Это было самое главное. На мою Нэн можно положиться. Она никогда, никогда не нарушает обещаний.
Глава 2
Индия
Дорогая Китти,
не знаю, что и делать! «Дорогая Китти» звучит немножко смешно — как будто я пишу письмо нашей кошке, Табите: «Дорогая Киска». Но мне хочется начать этот новый дневник именно так, потому что так писала свой дневник Анна Франк. Она — та потрясающая еврейская девочка, которой во время Второй мировой войны пришлось скрываться на чердаке, в «Заднем доме», вместе с семьей, и там она писала дневник. Она была настоящим прекрасным писателем. Так живо все описывала. Читаешь и чувствуешь, будто ты сама прячешься с нею в этом «Заднем доме», делишь свою комнатушку с брюзгливым старым дантистом, ешь гнилые овощи, ходишь в одежде, из которой выросла, вечно трясешься, что скрипнет половица, не смеешь даже спустить воду в уборной, если внизу кто-то есть. Ну, я тоже иногда не спускаю воду в туалете, если встаю ночью, но это потому, что у нас вода в трубе очень шумит, так что будит всех. А папа, если проснется, то снова заснуть не может, потому что на работе на него столько всего наваливается, что ему очень тяжело.
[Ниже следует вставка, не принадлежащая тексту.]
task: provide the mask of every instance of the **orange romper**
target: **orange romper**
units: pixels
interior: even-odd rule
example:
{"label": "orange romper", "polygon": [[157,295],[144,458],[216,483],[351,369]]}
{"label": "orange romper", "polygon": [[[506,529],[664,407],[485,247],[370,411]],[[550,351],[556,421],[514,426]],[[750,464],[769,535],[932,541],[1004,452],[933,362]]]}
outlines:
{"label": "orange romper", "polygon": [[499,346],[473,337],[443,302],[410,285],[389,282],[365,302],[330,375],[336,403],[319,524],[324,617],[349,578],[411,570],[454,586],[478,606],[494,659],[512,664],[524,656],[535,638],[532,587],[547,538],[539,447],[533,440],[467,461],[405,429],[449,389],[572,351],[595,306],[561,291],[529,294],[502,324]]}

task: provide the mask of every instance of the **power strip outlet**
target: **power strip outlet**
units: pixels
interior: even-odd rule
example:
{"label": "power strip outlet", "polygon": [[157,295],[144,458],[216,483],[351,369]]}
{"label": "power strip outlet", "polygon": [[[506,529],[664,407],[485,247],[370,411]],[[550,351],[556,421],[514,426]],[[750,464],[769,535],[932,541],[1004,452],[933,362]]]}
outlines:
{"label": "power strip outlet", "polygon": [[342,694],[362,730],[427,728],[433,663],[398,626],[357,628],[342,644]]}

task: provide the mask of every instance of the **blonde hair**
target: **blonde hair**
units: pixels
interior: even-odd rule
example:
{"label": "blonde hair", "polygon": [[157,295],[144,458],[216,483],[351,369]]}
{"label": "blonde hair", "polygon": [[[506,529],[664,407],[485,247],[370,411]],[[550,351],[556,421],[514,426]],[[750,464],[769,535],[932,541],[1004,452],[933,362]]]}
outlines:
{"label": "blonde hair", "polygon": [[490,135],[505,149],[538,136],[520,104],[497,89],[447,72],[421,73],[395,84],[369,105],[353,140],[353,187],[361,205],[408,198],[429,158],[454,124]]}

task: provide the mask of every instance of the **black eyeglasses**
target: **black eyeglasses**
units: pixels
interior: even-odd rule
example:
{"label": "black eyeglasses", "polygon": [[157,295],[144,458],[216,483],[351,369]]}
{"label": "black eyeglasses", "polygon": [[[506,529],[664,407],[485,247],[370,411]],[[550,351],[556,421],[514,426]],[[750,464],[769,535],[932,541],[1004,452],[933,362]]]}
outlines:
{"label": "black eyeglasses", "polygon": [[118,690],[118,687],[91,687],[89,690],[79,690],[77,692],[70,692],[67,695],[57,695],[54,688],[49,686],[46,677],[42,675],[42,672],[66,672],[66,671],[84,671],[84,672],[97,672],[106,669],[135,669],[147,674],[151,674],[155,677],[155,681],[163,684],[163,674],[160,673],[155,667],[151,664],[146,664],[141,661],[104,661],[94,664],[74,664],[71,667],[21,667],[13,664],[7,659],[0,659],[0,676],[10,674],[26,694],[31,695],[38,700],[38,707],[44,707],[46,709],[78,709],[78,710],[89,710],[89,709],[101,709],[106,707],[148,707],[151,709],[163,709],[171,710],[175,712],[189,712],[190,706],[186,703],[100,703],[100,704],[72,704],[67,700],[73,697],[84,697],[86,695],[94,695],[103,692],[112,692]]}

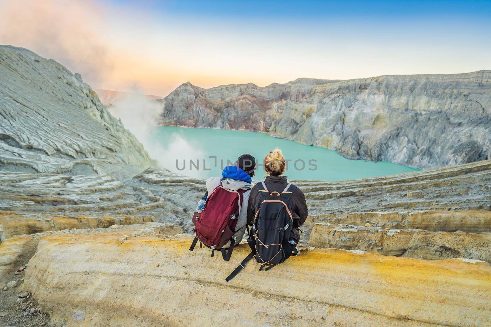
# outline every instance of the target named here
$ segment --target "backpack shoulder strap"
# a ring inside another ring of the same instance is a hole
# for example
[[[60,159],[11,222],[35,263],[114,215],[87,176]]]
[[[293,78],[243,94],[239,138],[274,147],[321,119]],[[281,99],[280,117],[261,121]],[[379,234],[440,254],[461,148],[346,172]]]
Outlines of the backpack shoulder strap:
[[[296,186],[293,185],[291,183],[288,183],[288,185],[286,185],[286,187],[285,187],[285,189],[281,192],[281,196],[286,199],[287,200],[290,200],[290,197],[292,196],[292,195],[293,194],[293,192],[294,192],[296,189]]]
[[[257,186],[259,196],[261,198],[270,195],[270,191],[268,190],[268,188],[266,187],[266,184],[265,184],[264,181],[261,181],[260,182],[256,184],[256,186]]]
Это звучит ужасно смешно: как будто папа сидит за своим письменным столом и на голове у него что-то тяжелое. Он и правда в последнее время то и дело почесывает затылок, как будто ему больно.
Мне тоже от этого больно. Я ведь очень люблю своего папу. Он директор-распорядитель большой фирмы, «Мэджер Продактс». Вообще-то я не знаю, какие продукты они там производят. Точно не знаю даже, что делает мой папа. Он распоряжается. Руководит. Раньше он прямо горел на своей работе, но сейчас, мне кажется, его постоянно что-то тревожит. Вчера я хотела помассировать ему шею, но он оттолкнул мою руку и сказал раздраженно: «Прекрати, Индия, вечно ты пристаешь ко мне!»
Я поднялась к себе вся в слезах. Мама случайно оказалась дома и вошла ко мне посмотреть, не пора ли отправить мои пальто и юбку в чистку.
— Пожалуй, это тебя следовало бы отдать в чистку, — сказала мама, глядя на мои запачканные чернилами лицо и пальцы.
Я как раз писала стихотворение, чтобы выразить свои чувства. Оно начиналось так: «Мне хочется плакать, я так люблю папу». Прямо скажем, не из лучших моих сочинений.
Мама спросила, почему я плачу, и даже присела рядом со мной на кровать, иногда она любит поиграть в мамочку. Кажется, я разочаровала ее, когда сказала, что это из-за папы, потому что ему вроде бы уже не нравится видеть меня рядом с собой.
— Ох, ради бога, Индия, не будь же таким ребенком, — сказала мама со смехом. — Он просто оборвал тебя, только и всего. Тоже мне горе! Послушала бы ты, какие вещи он иногда говорит мне…
Она обиженно фыркнула. Но тут же опять заулыбалась. Эта ослепительная улыбка, демонстрирующая блестящую работу ее дантиста, страшно раздражает.